AMY GOODMAN: So, here he refers to first lady Laura Bush. In November of 2001, right after the invasion, Laura Bush delivered the president’s weekly radio address, the first time a first lady took over the president’s weekly radio address. This is an excerpt.

LAURA BUSH: I’m Laura Bush, and I’m delivering this week’s radio address to kick off a worldwide effort to focus on the brutality against women and children by the al-Qaeda terrorist network and the regime it supports in Afghanistan, the Taliban.

AMY GOODMAN: And it wasn’t just the first lady — of course, a Republican. In October of 2001, Democratic Congressmember Carolyn Maloney of New York wore a burqa during a 2001 speech to Congress on Afghan women’s rights.

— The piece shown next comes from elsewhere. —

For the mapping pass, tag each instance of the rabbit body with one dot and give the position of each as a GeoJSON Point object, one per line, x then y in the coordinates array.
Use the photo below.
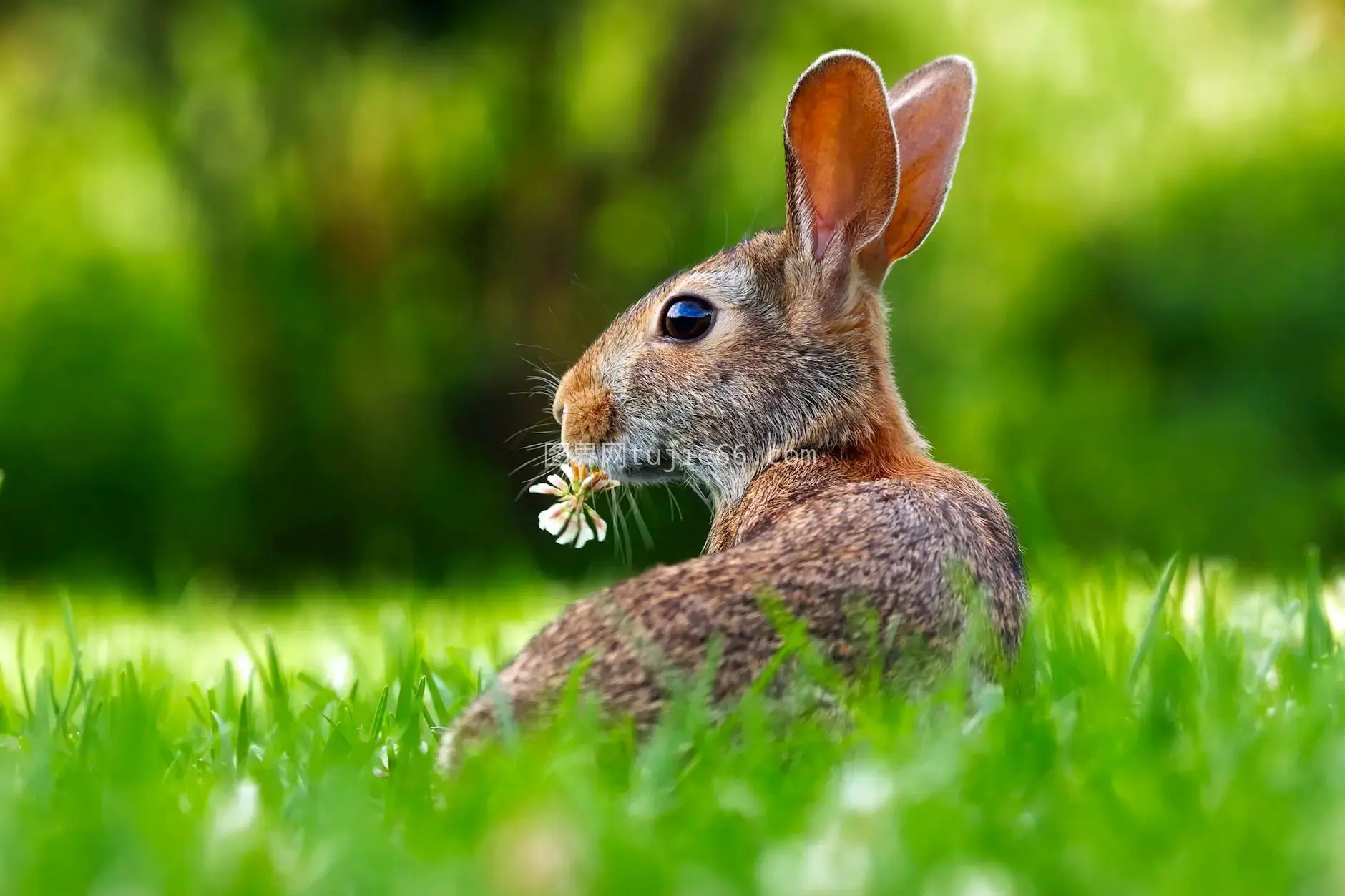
{"type": "Point", "coordinates": [783, 409]}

REP. CAROLYN MALONEY: Anyone who is familiar, prior to September 11th, with how the Taliban treat women should have recognized that the Taliban are capable of doing just about anything. The Taliban have controlled 90% of Afghanistan since 1996, when they unilaterally declared an end to women’s basic human rights. The restrictions on women’s freedoms in Afghanistan are unfathomable to most Americans. Women are banished from working. Girls are not allowed to attend school.

AMY GOODMAN: So, that was Carolyn Maloney on the floor of the House, wearing a full burqa, her face covered, as well. Rafia Zakaria, you document this. But if you can talk about the significance of how this was used immediately, as much or more than going after Osama bin Laden, in the justification of the U.S. invasion, and then what’s happening, as Mahbouba Seraj says, looking at today, what has to happen?

RAFIA ZAKARIA: Well, first of all, I’d like to, you know, respond to something Mahbouba said about this kind of thing, the education, quote-unquote, “will take root” in Afghanistan. I think that is the problem of the approach, is that it’s a top-down, trickle-down approach, which was devised by white, middle-class, Western feminists and then kind of delivered to Afghanistan as an export, rather than an indigenous feminism in Afghanistan.

I think the failure is that, yes, Afghan women might be educated, but they don’t have the political capacity to safeguard the rights that they have won, in the past 20 days. And the reason for that is this idea of empowerment as something excised from political, radical struggle. You know, women in Afghanistan were never able to do that in the past 20 years and develop a —

AMY GOODMAN: Rafia, we have 20 seconds.

RAFIA ZAKARIA: OK. So, but in terms of the burqa, I mean, those are the theatrics of the West, right? It’s this horrible equation that if you’re wearing the burqa, you’re oppressed; if you suddenly take it off, you’re free. And you see — it’s truly tragic to see that repeated again, 20 years after the initial invasion and as the U.S. draws down. I mean, the burqa is not the indicator of the —

AMY GOODMAN: We’re going to have to leave it there, but I thank you so much for being with us. Rafia Zakaria’s new book is called Against White Feminism: Notes on Disruption. And thank you to Mahbouba Seraj in Kabul, president of Afghan Women’s Network. I’m Amy Goodman, with Nermeen Shaikh.